Griffin is not so much in the tradition of Orwell as in that of Bertrand—the exquisitely annoying Tory artist in Kingsley Amis's Lucky Jim—who said of the postwar Labour government that Orwell supported:
But their home policy... soak the rich ... I mean ...‘Well, it is that, pure and simple, isn’t it? I’m just asking for information, that’s all. I mean that’s what it seems to be, don’t we all agree? I take it that it is just that and no more, isn’t it?'
As another one of New York City's reigning oligarchs reportedly put it yesterday—springing to Griffin's defense:
"I must say that I consider the phrase ‘tax the rich’ — quote, tax the rich — when spit out with anger and contempt by politicians both here and across the country, to be just as hateful as some disgusting racial slurs[.]"
He added:
"The rich [...] are at the top of the great American economic pyramid for a reason. They should be praised and thanked."
Shades here, too, of Bertrand:
'[S]hall I tell you what else I happen to like? Rich people. I take pride in the contemporary unpopularity of that statement. [...] I like them and that’s why I don’t want them soaked. All right?'
To which Jim Dixon's inward response in the novel seems the best available:
"Bertrand's speech [...] annoyed him in more ways than he'd have believed possible."
The Vornado CEO's argument, like Bertrand's, appears to be that the rich must not be taxed because they are just better than other people. We should know our place.

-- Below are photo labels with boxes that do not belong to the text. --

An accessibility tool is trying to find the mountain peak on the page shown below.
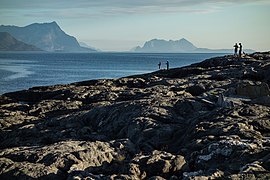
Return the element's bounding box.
[0,21,95,52]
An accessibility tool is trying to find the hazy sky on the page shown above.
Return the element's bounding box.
[0,0,270,51]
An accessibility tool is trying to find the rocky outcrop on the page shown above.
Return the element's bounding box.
[0,53,270,179]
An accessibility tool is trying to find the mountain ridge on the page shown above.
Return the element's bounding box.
[0,32,42,51]
[0,21,96,52]
[134,38,255,53]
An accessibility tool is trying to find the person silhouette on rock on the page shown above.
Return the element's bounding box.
[233,43,238,55]
[239,43,242,58]
[166,61,169,70]
[158,62,161,69]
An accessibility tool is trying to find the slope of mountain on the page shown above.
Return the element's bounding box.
[0,32,42,51]
[135,38,197,52]
[134,38,254,53]
[0,22,95,52]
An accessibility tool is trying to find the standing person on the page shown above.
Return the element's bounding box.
[166,61,169,70]
[233,43,238,55]
[239,43,242,57]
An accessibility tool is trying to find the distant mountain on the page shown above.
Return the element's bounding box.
[0,32,42,51]
[131,38,254,53]
[0,22,95,52]
[79,42,101,51]
[134,38,197,52]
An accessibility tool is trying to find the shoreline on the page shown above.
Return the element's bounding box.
[0,52,270,179]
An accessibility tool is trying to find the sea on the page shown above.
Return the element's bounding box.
[0,52,228,94]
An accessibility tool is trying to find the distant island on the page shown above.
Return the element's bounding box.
[0,22,96,52]
[131,38,254,53]
[0,32,42,51]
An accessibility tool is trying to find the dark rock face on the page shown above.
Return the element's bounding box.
[0,53,270,179]
[0,22,96,52]
[0,32,42,51]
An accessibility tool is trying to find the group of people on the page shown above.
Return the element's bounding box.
[158,61,169,70]
[233,43,242,57]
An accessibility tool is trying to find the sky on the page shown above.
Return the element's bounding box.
[0,0,270,51]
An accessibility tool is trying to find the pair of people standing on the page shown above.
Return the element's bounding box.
[233,43,242,57]
[158,61,169,70]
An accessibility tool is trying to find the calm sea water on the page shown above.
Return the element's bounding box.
[0,53,226,94]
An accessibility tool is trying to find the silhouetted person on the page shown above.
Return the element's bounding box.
[166,61,169,70]
[158,62,161,69]
[239,43,242,57]
[233,43,238,55]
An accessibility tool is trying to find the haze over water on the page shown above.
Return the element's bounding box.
[0,53,226,94]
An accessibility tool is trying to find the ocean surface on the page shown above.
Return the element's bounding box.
[0,53,224,94]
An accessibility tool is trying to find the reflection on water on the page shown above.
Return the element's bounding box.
[0,53,226,94]
[0,59,34,81]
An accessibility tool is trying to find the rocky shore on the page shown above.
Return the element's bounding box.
[0,52,270,180]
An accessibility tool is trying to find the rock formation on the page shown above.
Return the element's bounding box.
[0,32,42,51]
[0,52,270,179]
[0,22,96,52]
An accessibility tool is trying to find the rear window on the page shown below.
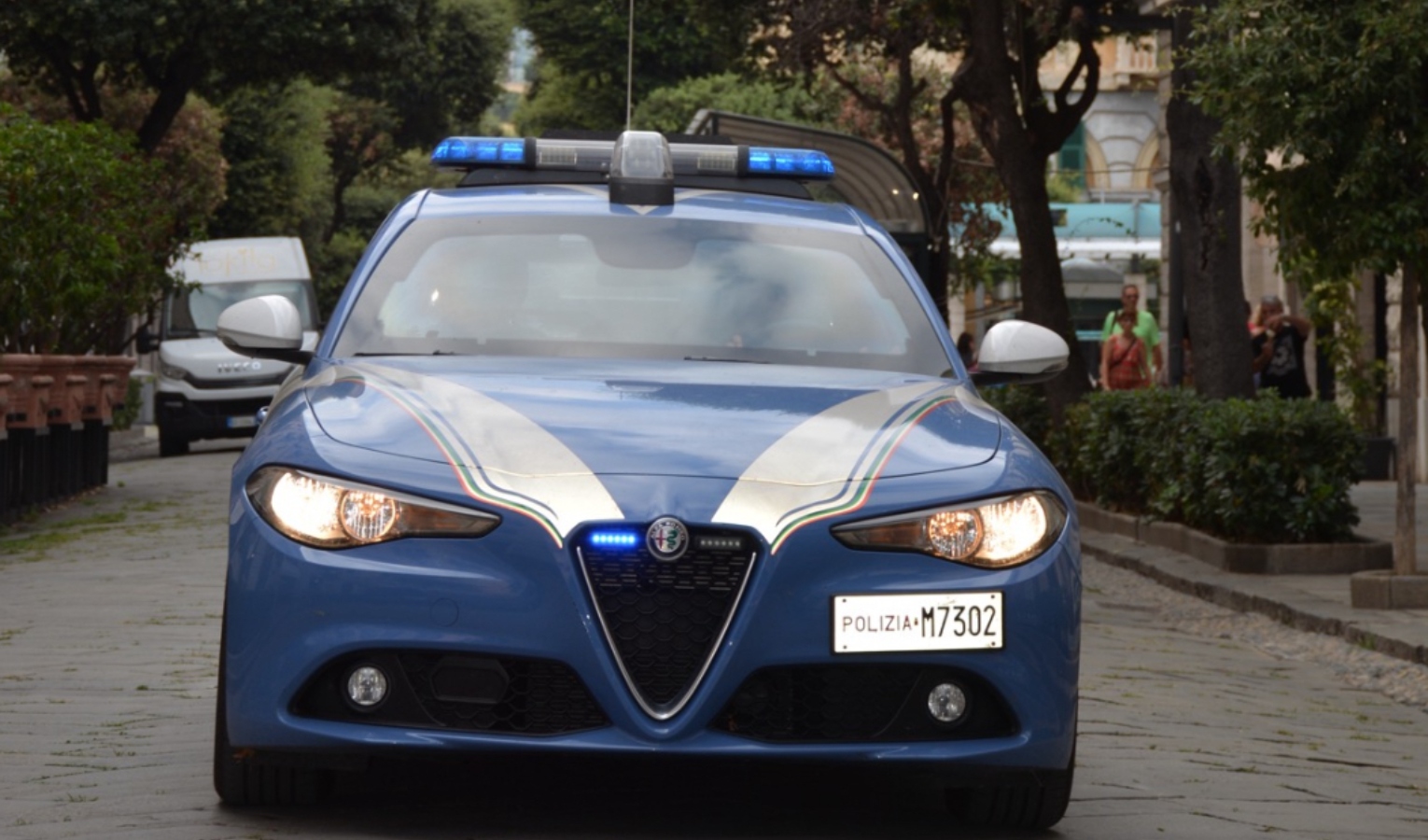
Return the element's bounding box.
[336,216,949,376]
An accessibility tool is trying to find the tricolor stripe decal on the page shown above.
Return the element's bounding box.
[339,364,624,546]
[315,364,959,552]
[714,383,956,552]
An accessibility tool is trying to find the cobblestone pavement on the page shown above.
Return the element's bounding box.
[0,449,1428,840]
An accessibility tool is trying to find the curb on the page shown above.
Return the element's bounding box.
[1081,530,1428,665]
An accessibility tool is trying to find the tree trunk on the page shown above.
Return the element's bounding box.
[1393,261,1418,574]
[954,2,1091,425]
[1162,3,1253,399]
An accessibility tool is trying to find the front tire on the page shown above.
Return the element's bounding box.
[213,610,332,805]
[946,748,1075,829]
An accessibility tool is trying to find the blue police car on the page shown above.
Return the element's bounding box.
[215,132,1081,827]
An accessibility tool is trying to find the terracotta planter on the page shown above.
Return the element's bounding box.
[0,371,14,440]
[0,353,54,428]
[76,356,134,426]
[40,356,86,427]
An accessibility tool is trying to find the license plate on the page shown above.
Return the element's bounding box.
[833,592,1002,652]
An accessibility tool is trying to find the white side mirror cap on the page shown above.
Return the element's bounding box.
[973,320,1071,383]
[218,294,312,361]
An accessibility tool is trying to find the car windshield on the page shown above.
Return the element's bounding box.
[336,216,951,376]
[164,280,317,339]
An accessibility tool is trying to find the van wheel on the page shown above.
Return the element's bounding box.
[946,749,1075,829]
[159,427,189,458]
[213,614,334,805]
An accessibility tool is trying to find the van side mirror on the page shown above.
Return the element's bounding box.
[973,320,1071,385]
[218,294,313,364]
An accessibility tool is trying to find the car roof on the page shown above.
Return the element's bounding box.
[417,184,868,232]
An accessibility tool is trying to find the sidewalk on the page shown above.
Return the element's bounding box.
[110,426,1428,665]
[1081,482,1428,665]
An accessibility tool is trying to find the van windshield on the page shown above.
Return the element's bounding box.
[164,280,317,339]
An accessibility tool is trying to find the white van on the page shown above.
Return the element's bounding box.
[138,236,317,457]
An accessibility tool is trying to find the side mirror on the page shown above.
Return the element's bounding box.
[218,294,313,364]
[973,320,1071,385]
[134,324,159,355]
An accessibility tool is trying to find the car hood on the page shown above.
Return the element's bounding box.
[304,357,1001,484]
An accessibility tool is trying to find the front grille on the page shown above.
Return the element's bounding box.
[293,650,609,735]
[577,527,755,717]
[711,665,1016,743]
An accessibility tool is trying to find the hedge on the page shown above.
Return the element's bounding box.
[986,387,1364,543]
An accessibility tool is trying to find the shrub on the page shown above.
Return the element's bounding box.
[1050,388,1363,543]
[0,105,187,355]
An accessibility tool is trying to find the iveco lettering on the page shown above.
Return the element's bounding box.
[215,132,1081,829]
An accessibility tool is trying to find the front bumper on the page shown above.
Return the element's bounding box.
[154,391,273,440]
[217,495,1080,770]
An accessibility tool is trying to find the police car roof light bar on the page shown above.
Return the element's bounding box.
[431,132,837,181]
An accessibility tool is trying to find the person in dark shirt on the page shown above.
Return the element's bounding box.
[1250,294,1314,399]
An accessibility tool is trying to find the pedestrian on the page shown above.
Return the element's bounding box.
[1101,283,1165,382]
[1101,312,1153,391]
[957,331,977,371]
[1250,294,1314,400]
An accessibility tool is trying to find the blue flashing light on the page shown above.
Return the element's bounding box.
[590,528,639,549]
[431,137,527,169]
[749,146,835,178]
[431,132,837,183]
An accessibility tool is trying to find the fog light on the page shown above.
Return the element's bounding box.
[927,683,967,722]
[347,665,387,708]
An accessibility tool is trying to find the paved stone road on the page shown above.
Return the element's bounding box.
[0,450,1428,840]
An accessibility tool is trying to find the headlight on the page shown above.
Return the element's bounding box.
[833,490,1067,568]
[247,468,501,549]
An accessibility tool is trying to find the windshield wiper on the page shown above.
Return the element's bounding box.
[353,350,467,356]
[684,356,768,364]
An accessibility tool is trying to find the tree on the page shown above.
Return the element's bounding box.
[515,0,752,134]
[1165,0,1253,399]
[0,105,183,355]
[0,0,437,151]
[757,0,1129,415]
[634,73,837,133]
[1191,0,1428,574]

Griffin's seems to be more of a non sequitur: Stalinism is bad (which we all agree on).
But he also accused Mamdani of driving away "success" from the city—a more conventional conservative argument against progressive taxation that at least makes a pretense of public-spiritedness.
As Anatole France sardonically quoted the argument a century ago in Penguin Island:
"The poor live on the wealth of the rich and that is the reason why that wealth is sacred. Do not touch it [....] You will get no great profit by taking from the rich, for they are very few in number; on the contrary you will strip yourself of all your resources and plunge the country into misery." And so it is better, they say, to take from the poor.
As France adds with a wink—this argument must be sound, since "in fifteen hundred years the best of the Penguins will not speak otherwise."
It appears they are speaking thus still.